A medalha de ouro chegou, após 46 anos de jejum, graças a uma vitória (2-1) no prolongamento diante do Canadá. Como em 1980, frente à União Soviética, a seleção de hóquei no gelo dos Estados Unidos voltou a ganhar mais do que um jogo: ganhou outra história para ecoar no tempo, conquistando o ouro
Há vitórias que contam medalhas e há vitórias que contam histórias. Para compreender a dimensão do novo ouro olímpico dos Estados Unidos no hóquei no gelo, garantido este domingo no último evento dos Jogos Olímpicos de Inverno"2026, é inevitável recuar ao "Miracle on Ice", um dos episódios mais marcantes da história do desporto.
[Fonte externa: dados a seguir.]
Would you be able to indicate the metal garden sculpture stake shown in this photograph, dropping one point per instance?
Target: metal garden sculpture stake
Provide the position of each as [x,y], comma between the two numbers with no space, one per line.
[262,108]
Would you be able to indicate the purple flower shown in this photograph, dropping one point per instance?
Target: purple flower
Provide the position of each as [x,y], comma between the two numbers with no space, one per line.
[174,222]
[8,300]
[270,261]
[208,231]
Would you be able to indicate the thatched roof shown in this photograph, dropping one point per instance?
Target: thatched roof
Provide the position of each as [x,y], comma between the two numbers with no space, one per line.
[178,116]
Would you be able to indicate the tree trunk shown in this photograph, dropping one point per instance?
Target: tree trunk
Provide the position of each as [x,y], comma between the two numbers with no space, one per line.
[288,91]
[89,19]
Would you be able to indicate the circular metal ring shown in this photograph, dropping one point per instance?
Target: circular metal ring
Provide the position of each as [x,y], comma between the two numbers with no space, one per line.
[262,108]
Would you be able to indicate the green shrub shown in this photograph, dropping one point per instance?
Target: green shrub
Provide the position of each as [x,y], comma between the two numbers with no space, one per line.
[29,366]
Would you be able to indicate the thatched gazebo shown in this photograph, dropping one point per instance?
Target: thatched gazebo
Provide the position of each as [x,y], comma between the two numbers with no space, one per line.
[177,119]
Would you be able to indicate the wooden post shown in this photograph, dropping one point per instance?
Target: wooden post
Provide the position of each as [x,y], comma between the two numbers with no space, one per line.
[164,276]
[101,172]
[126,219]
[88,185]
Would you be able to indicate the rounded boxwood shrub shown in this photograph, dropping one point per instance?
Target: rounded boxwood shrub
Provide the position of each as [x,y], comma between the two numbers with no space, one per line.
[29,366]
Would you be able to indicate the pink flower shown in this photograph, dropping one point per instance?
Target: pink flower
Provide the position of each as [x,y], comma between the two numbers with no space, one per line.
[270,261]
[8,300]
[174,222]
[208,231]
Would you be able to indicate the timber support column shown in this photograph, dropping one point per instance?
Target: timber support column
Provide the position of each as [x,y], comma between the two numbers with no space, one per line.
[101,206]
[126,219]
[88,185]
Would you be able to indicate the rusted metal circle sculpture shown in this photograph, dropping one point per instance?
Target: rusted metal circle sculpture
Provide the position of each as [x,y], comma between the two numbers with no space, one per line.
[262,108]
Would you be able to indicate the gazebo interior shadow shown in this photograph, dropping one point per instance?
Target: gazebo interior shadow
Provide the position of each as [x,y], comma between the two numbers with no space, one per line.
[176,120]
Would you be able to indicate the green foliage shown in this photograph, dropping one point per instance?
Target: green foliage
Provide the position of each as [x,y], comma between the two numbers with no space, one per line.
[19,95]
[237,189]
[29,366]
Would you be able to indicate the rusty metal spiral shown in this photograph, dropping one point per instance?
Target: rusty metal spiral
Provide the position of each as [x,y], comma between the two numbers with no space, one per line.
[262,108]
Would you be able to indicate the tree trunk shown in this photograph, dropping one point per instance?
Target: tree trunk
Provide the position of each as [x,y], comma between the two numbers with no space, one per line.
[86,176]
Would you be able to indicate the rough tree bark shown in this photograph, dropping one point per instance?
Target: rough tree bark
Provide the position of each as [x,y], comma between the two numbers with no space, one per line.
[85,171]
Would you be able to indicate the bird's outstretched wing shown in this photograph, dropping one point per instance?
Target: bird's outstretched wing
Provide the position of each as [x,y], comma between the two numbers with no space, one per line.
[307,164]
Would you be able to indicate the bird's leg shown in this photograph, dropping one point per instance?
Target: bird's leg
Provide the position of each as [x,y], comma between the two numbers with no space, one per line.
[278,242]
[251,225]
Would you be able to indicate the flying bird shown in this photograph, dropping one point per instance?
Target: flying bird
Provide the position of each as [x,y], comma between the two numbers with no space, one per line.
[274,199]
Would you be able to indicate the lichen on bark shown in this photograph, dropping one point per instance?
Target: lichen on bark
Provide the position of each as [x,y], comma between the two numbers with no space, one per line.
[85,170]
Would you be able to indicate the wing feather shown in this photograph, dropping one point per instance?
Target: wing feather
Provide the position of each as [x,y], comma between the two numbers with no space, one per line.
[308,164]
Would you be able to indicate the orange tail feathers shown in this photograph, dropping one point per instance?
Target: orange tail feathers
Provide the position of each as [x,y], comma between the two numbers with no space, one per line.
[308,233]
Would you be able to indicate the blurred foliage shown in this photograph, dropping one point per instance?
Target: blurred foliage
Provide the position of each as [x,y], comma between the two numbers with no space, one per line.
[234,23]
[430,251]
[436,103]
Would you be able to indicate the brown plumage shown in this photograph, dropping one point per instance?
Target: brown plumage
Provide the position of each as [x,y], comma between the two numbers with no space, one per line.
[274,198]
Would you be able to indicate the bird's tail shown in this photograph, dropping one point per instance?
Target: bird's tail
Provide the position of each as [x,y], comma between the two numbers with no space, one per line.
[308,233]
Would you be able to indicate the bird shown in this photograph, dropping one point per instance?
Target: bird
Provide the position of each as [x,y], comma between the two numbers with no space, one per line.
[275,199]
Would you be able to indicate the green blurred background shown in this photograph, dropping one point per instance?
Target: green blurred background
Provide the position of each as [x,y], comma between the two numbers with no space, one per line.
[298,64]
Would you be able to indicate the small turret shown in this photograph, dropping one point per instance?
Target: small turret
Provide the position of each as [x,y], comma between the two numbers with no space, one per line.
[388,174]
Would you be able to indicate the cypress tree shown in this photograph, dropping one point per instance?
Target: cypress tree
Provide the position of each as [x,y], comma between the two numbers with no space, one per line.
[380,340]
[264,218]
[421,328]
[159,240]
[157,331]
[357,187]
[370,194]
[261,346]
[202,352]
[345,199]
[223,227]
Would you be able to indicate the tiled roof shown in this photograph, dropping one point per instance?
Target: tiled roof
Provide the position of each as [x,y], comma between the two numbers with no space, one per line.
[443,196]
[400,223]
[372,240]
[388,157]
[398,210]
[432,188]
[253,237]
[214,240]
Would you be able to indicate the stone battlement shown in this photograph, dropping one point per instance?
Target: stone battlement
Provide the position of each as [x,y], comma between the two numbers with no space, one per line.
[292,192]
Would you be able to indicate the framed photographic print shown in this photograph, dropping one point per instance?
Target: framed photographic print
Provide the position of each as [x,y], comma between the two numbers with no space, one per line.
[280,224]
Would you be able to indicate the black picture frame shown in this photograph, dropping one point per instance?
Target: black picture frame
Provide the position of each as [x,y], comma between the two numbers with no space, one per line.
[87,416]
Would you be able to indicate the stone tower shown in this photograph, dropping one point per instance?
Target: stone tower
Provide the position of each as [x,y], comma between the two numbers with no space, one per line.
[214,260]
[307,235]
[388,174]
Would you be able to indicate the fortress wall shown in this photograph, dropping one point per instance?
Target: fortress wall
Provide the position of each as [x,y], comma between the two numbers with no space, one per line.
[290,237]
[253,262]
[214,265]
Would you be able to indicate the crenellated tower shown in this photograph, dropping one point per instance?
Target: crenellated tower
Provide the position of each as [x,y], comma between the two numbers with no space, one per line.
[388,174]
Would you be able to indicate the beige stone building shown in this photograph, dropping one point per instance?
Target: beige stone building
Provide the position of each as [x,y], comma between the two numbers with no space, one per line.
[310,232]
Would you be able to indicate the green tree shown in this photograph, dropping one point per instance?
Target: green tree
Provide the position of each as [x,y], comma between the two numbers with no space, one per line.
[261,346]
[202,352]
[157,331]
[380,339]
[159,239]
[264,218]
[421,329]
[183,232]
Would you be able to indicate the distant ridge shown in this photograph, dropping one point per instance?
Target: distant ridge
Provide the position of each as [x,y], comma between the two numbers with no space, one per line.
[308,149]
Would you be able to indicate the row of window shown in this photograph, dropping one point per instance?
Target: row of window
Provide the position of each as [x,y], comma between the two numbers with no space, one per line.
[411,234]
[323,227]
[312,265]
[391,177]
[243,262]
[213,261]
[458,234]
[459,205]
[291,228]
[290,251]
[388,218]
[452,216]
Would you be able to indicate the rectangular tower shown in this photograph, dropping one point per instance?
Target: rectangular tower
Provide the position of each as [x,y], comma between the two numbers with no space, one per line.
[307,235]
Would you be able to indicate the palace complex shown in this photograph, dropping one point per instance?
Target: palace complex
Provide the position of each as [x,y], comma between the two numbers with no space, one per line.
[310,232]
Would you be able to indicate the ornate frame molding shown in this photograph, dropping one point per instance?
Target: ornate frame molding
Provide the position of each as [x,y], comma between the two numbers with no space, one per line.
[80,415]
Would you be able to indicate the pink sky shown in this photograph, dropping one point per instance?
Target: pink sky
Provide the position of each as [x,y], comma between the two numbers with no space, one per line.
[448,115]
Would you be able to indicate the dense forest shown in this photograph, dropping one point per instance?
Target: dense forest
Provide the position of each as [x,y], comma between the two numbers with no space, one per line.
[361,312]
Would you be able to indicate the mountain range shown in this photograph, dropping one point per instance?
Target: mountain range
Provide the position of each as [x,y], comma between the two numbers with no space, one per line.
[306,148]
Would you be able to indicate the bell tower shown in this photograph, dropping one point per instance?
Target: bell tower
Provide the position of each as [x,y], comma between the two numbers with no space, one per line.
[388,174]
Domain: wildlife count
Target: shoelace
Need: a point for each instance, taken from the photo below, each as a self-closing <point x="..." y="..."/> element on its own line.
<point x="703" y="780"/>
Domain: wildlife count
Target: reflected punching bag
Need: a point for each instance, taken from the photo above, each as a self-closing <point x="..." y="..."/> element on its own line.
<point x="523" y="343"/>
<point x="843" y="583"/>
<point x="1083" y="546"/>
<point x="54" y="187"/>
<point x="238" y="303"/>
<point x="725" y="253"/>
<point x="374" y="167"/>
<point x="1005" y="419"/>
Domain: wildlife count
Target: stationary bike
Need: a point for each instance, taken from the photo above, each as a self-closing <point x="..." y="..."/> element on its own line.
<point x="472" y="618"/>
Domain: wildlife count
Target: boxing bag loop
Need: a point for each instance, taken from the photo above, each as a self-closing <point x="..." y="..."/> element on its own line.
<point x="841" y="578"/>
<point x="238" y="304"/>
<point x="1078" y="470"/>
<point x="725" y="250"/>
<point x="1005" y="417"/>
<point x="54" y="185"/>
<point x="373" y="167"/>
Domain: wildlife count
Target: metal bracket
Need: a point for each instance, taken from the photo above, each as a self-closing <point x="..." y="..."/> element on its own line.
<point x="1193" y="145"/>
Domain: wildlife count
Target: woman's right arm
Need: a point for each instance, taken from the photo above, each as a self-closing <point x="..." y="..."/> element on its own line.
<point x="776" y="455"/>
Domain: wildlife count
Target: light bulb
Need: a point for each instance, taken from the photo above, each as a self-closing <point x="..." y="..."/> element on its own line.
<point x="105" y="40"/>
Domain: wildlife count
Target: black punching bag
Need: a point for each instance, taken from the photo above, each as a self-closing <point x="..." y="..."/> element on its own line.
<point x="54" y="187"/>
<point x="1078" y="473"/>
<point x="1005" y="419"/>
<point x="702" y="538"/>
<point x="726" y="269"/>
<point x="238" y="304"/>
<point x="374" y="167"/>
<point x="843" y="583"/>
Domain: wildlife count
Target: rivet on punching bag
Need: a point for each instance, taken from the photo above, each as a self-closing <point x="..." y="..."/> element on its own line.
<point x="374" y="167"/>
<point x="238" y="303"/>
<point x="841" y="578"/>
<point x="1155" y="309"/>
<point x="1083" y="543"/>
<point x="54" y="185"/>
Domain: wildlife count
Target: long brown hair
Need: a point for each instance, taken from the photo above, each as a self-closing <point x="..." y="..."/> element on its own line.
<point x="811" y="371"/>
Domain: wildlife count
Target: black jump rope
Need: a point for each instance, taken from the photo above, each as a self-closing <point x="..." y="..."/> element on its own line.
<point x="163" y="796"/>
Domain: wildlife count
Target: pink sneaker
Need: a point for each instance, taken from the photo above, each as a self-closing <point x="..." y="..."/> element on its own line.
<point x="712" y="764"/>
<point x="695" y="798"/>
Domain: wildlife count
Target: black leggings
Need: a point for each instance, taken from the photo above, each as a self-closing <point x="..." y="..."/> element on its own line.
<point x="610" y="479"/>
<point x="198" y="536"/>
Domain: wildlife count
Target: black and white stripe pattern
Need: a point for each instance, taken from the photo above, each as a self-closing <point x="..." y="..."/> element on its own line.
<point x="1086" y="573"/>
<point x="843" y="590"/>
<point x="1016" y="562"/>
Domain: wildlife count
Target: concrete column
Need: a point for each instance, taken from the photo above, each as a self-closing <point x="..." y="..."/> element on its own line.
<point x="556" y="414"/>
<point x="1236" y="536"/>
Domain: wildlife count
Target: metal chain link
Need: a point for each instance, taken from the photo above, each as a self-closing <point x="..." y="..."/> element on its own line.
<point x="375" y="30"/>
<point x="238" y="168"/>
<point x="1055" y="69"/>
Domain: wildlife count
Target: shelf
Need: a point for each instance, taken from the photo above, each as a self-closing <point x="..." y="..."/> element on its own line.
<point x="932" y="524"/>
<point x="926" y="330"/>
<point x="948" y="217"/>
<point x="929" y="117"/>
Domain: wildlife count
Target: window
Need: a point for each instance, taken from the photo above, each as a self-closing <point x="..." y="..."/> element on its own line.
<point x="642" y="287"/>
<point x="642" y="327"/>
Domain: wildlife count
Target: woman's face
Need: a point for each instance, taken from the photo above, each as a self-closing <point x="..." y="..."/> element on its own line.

A 22 de fevereiro de 1980, em Lake Placid, uma jovem seleção dos Estados Unidos de hóquei no gelo masculino derrotou por 4-3 e então poderosa União Soviética, criando uma referência eterna para tudo o que viesse depois.
Quarenta e seis anos mais tarde, a história voltou a tocar no mesmo ponto emocional. Os Estados Unidos conquistaram a medalha de ouro ao vencer o Canadá por 2-1 após prolongamento, encerrando uma espera longa e simbólica e garantindo o terceiro título olímpico, o primeiro desde aquela noite que se tornou um mito. Tudo isto, no regresso dos jogadores da NHL, após 12 anos de ausência.
A final em Itália foi decidida no prolongamento - em que as equipas atuam com apenas três jogadores (além do guarda-redes), ao contrário dos habituais cinco -, num instante em que o tempo pareceu suspender-se. Jack Hughes recebeu de Zach Werenski e atirou para o fundo da baliza aos 1m41s do prolongamento. Golo de ouro, medalha de ouro. Foi um gesto simples de Hughes, ele que partira vários dentes num choque com um canadiano no tempo regulamentar. Antes disso, Matt Boldy abrira o marcador aos seis minutos, no primeiro remate norte-americano. O Canadá respondeu por Cale Makar e manteve o equilíbrio, travado muitas vezes pelo guarda-redes Connor Hellebuyck, que somou 40 defesas, algumas delas a roçar o impossível.
O triunfo confirmou ainda um feito inédito: pela primeira vez, os Estados Unidos venceram os torneios masculino e feminino na mesma edição, depois de a equipa feminina também superar o Canadá no prolongamento.